13. Ağır Ceza Mahkemesi'nde yargılanan Ayşe Düzkan 'ın duruşması 9 Mayıs'a ertelendi.

22. Ağır Ceza'da yargılanan Nadire Mater'in davası görüldü. Savcı terör örgütü propagandası ve TCK'den ceza istedi. Avukatlar süre istedi. Duruşma 7 Mart'a ertelendi.

22. Ağır Ceza'da yargılanan Çilem Küçükkeleş'e suçu övmekten beraat verildi, "Terör örgütü propagandası"ndan 1 yıl 3 ay ertelemeli hapis, 'terör yayını'+ yaymaktan 6 bin TL para cezası verildi.

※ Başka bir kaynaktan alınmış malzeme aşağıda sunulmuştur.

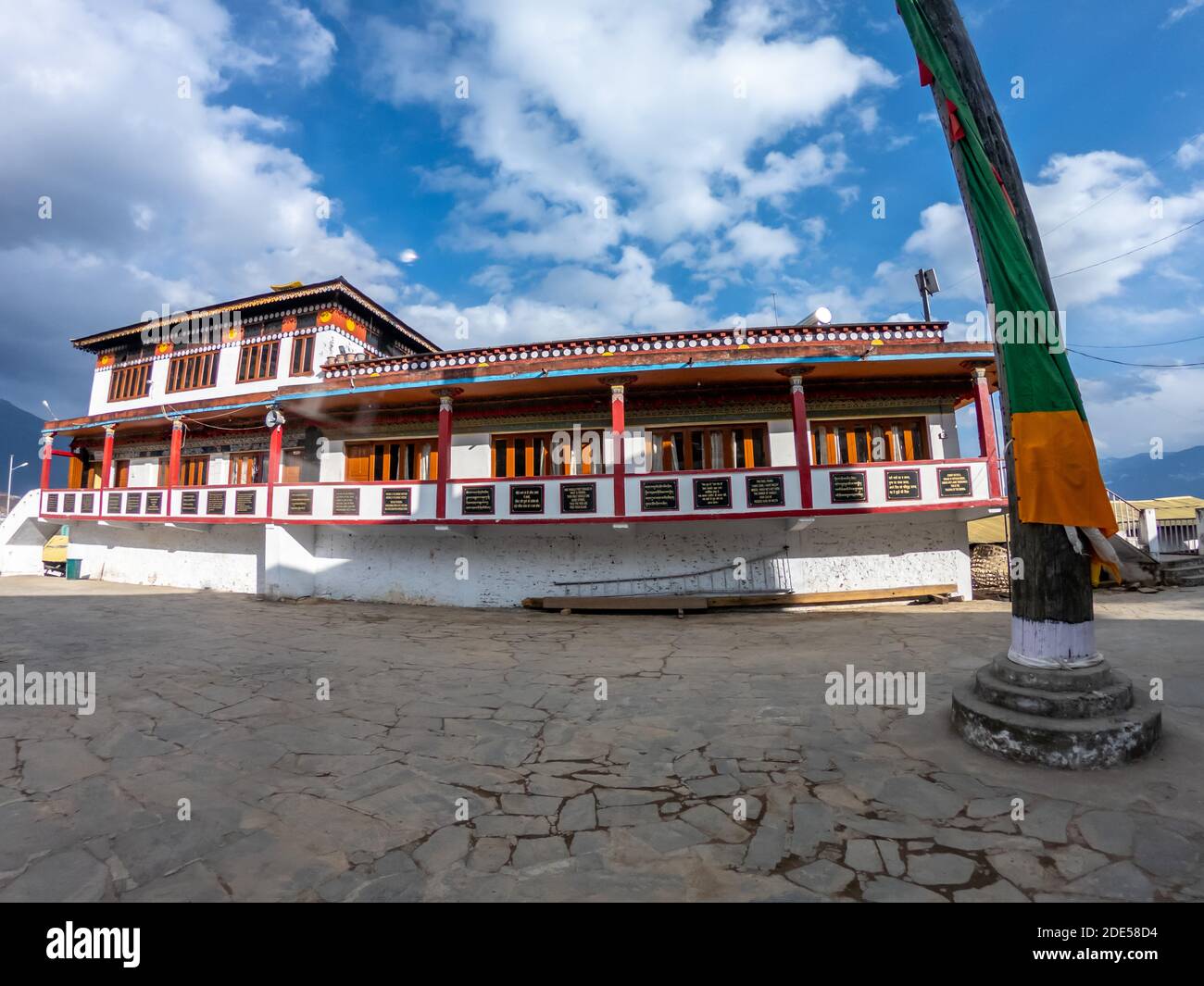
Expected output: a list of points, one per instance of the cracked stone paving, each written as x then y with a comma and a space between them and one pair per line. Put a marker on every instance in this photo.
493, 713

Bu ceza da hükmün açıklanmasının geri bırakılması kararı ile beş yıl süreyle ertelendi. 

22. Ağır Ceza'da yargılanan Tuğrul Eryılmaz'ın duruşması 20 Nisan'a ertelendi. 

Necmiye Alpay'ın davası 9 Mart'a ertelendi

Ayşe Necmiye Alpay'ın yargılandığı davada savcı, 8 yıla kadar hapis istedi. Duruşmaya 85 gün cezaevinde yattıktan sonra 29 Aralık 2016 tarihinde tahliye olan dilbilimci yazar Necmiye Alpay katıldı.

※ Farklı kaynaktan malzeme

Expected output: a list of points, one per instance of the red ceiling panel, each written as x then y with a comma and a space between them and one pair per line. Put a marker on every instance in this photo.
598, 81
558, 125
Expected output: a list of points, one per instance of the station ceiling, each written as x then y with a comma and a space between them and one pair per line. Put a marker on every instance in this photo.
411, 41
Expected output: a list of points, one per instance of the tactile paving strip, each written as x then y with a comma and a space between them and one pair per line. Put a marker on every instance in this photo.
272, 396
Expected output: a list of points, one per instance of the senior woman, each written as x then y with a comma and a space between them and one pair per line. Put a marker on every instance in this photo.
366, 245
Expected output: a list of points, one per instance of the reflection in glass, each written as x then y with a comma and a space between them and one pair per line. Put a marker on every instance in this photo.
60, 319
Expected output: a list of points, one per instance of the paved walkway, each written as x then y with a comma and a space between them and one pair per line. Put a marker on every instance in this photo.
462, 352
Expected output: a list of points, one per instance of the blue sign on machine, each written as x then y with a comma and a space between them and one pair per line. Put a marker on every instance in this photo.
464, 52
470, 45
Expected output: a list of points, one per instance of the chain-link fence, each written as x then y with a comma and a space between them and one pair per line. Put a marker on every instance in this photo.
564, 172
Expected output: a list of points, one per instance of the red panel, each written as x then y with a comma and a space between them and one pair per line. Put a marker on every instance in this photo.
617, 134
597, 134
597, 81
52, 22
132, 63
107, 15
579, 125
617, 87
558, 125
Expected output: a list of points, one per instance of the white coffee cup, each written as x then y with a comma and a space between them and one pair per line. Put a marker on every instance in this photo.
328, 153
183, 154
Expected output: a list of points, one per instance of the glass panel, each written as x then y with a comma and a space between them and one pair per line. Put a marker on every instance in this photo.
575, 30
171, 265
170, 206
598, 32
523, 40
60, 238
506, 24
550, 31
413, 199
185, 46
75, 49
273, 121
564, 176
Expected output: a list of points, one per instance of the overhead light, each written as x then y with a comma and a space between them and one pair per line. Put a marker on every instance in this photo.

Savcı, esas hakkında veriği mütaalasında sanık Necmiye Alpay'ın Özgür Gündem Gazetesinin genel yayın yönetmeni olduğu 5 Haziran 2016 tarihli sayısında yayınlanan, çeşitli haberlerde, PKK terör örgütü alt yapılanması KCK'nın açıklamalarına yer verildiğini belirtti. Savcı, sanığın üzerine atılı suçu işlediğini belirterek, "terör örgütü propagandası yapmak" ve "Örgütün basın açıklamalarını yayınlamak " suçlarından 2 yıldan 8 yıla kadar hapisle cezalandırılmasını talep etti. Mütaalaya karşı sanık avukatlarının savunma hazırlaması için duruşma 9 Mart'a ertelendi

22. Ağır Ceza'da yargılanan Yıldırım Türker, davasında savcı 'terör örgütü propagandasın'ndan ceza istedi. Yıldırım Türker'in avukatları savunma için 3 haftadan fazla süre talep etti. Duruşma 7 Mart'a ertelendi. Hakim, "Süre makul ve yeterlidir" dedi.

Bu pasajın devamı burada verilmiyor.